A Fluoxetina dificulta seu sono. Então, prescreve-se Clonazepam, o Rivotril da vida. O Clonazepam o deixa meio bobo ao acordar e reduz sua memória. Volta ao doutor.

Ele nota que você aumentou de peso. Aí, prescreve Sibutramina.

A Sibutramina o faz perder uns quilinhos, mas lhe dá uma taquicardia incômoda. Novo retorno ao doutor. Além da taquicardia, ele nota que você, além da “batedeira” no coração, também está com a pressão alta. Então, prescreve Losartana e Atenolol, este último para reduzir sua taquicardia.

Você já está com 35 anos e toma: Fluoxetina, Clonazepam, Sibutramina, Losartana e Atenolol. E, aparentemente adequado, um “polivitamínico” é prescrito. Como o doutor não entende nada de vitaminas e minerais, manda que você compre um “Polivitamínico de A à Z” da vida, que serve para muito pouca coisa. Mas, na mídia, Luciano Huck disse que esse é ótimo. Você acreditou, e comprou. Lamento!
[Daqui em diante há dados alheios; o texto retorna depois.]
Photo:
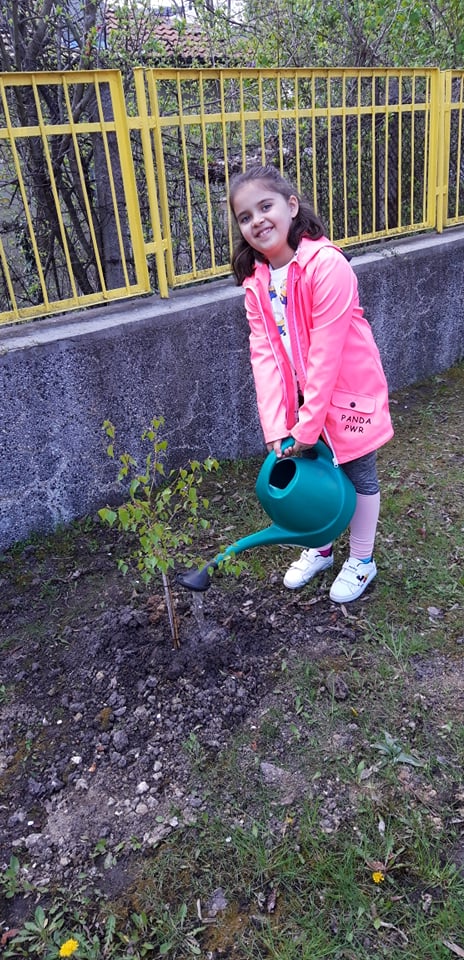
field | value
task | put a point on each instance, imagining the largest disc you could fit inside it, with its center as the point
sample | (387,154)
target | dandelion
(68,948)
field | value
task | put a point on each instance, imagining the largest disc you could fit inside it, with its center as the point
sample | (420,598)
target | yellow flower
(68,948)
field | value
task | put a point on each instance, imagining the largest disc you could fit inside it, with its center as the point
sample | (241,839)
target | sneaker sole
(354,596)
(298,586)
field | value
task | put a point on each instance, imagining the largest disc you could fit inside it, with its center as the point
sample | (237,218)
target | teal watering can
(309,499)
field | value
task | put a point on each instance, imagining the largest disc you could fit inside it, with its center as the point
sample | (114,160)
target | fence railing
(105,195)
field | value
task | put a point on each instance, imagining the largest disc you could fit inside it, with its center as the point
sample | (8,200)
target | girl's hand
(276,446)
(291,451)
(296,449)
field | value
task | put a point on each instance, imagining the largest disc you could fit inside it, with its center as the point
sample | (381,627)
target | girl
(316,366)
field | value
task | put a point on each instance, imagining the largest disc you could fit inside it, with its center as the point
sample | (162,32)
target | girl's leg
(358,571)
(364,525)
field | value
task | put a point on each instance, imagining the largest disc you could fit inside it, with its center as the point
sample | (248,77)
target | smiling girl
(316,366)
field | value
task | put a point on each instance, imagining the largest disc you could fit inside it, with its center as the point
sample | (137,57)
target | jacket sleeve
(267,376)
(334,296)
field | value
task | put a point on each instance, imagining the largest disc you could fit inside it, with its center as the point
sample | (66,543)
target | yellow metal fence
(106,194)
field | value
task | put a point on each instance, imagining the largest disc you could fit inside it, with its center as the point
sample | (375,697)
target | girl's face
(264,217)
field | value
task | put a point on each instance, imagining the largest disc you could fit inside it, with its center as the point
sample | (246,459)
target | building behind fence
(106,194)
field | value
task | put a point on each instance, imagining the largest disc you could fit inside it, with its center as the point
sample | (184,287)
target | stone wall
(186,359)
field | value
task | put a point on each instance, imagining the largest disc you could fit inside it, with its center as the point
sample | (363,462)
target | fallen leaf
(271,901)
(7,936)
(458,951)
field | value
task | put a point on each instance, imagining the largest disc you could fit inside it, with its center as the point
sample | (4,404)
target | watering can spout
(309,499)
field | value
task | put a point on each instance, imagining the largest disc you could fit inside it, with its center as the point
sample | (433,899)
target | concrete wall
(187,359)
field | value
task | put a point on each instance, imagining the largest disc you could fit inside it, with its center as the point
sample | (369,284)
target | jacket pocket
(352,412)
(353,403)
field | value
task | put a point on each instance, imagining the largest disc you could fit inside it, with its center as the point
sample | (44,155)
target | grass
(365,860)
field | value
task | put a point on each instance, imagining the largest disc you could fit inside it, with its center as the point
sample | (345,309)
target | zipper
(276,357)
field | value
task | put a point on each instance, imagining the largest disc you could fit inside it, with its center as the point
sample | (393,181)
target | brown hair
(305,224)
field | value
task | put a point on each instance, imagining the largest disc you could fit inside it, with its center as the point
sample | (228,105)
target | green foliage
(163,512)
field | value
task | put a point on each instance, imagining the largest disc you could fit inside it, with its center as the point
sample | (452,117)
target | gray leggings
(363,474)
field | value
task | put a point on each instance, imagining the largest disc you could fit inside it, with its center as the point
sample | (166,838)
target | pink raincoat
(338,366)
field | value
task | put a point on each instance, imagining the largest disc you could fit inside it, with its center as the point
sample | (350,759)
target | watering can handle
(289,441)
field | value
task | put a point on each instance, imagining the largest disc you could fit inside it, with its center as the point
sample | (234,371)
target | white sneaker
(352,580)
(301,571)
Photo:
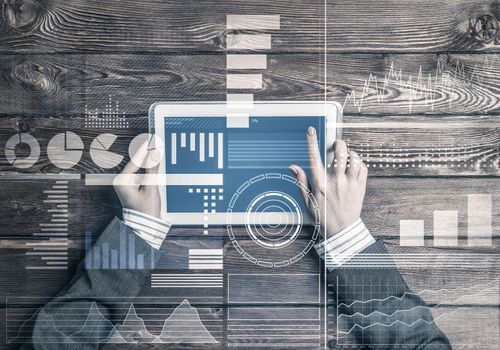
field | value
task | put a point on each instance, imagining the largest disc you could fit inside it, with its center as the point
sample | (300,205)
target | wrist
(338,228)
Já se vão R$ 350,00 por mês. Pode pesar no orçamento. O dinheiro a ser gasto em investimentos e lazer, escorre para o ralo da indústria farmacêutica. Você começa a ficar nervoso, preocupado e ansioso (apesar da Fluoxetina e do Clonazepam), pois as contas não batem no fim do mês. Começa a sentir dor de estômago e azia. Seu intestino fica “preso”. Vai a outro doutor. Prescrição: Omeprazol + Domperidona + “Laxante natural”.

Os sintomas somem, mas só os sintomas, apesar do escangalho que virou sua flora intestinal. Outras queixas aparecem. Dentre elas, uma é particularmente perturbadora: aos 37 anos, apenas, você não tem mais potência sexual. Além de estar “brochando” com frequência, tem pouquíssimo esperma e a libido está embaixo dos pés.

Para o doutor da medicina da doença, isso não é problema. Até manda você escolher o remédio: Sildanafil, Tadalafil, Lodenafil ou Vardenafil, escolha por pim-pam-pum. Sua potência melhora, mas, como consequência, esses remédios dão uma tremenda dor de cabeça, palpitação, vermelhidão e coriza. Não há problema, o doutor aumenta a dose do Atenolol e passa uma Neosaldina para você tomar antes do sexo. Se precisar, instila um “remedinho” para seu corrimento nasal, que sobrecarrega seu coração.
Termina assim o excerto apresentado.